Every year at midnight on 7 March, hundreds of women from all over Georgia gather next to the Samgori Metro Station with tens of thousands of flowers to greet International Women’s Day.
For many years, Caucasian spring crocus, also known as ‘snowdrops’, has become the symbol of International Women’s Day in Georgia, and is a common gift made to commemorate the occasion.
Even though the price of the flowers is quite low, sellers say it is getting harder and harder to collect them in the wild.
Caucasian spring crocuses grow all over Georgia. But women from the market complain that this year, it was not easy to find and pick them.
‘The city people definitely cannot go there, it’s so hard. We are climbing to the very end of mountain peaks to get these snowdrops’, Lena, a flower seller from Mtskheta, told OC Media. It is her second night at the Samgori market.
The culprit, at least in part, seems to be climate change.
‘There is no more snow in that area, so it is very hard for the flowers to show up’, Lena said. ‘It is very important for them that the soil is covered in a lot of snow.’
Each year Lena has to climb to ever higher, colder altitudes to find the flowers.
But Lena brings flowers other than crocuses too. She calls her favourites ‘the brides’ and spends all year getting them ready for 8 March.
Laura lives in Zugdidi. She also prepares her flower garden for the 8 March every year.
She is in her 70’s and travels nearly the length of the country to sell her flowers in Tbilisi. She told OC Media that she would never have imagined doing such a thing in the past, but a low pension and her family’s financial needs have left her little choice.

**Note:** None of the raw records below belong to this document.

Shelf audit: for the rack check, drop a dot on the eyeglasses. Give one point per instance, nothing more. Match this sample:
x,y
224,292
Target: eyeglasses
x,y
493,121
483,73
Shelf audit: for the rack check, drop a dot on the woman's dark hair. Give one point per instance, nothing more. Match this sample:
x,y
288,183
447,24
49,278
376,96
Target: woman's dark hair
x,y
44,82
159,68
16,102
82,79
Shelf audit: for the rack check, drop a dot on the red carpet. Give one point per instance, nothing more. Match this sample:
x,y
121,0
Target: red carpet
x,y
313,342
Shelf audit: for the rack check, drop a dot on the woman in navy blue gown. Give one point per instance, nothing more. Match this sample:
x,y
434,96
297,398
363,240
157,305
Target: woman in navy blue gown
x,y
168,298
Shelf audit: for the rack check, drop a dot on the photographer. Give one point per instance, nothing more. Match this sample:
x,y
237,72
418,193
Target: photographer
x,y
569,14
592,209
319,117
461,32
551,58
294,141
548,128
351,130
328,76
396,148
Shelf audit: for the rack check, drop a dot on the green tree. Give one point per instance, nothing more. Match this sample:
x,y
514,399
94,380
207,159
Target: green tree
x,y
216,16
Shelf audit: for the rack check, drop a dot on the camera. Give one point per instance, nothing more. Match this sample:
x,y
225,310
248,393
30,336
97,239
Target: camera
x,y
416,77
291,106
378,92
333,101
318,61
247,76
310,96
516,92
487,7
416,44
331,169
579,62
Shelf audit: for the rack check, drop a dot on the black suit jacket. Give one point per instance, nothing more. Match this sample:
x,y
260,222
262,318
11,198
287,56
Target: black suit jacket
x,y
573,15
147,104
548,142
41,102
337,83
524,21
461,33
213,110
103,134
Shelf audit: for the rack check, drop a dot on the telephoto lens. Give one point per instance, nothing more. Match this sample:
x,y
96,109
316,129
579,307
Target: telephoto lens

‘Whoever buys these flowers won’t catch the coronavirus’, Izolda, another seller, suggested to her potential customers. Izolda, 78, also traveled hundreds of kilometres to Tbilisi, just for this day.
Despite a lack of medical evidence, she told OC Media that she truly believes that the flowers and herbs from her garden can cure anything.
She told us she used to heal friends, neighbours, and relatives, mostly using only dried herbs and flowers from her garden.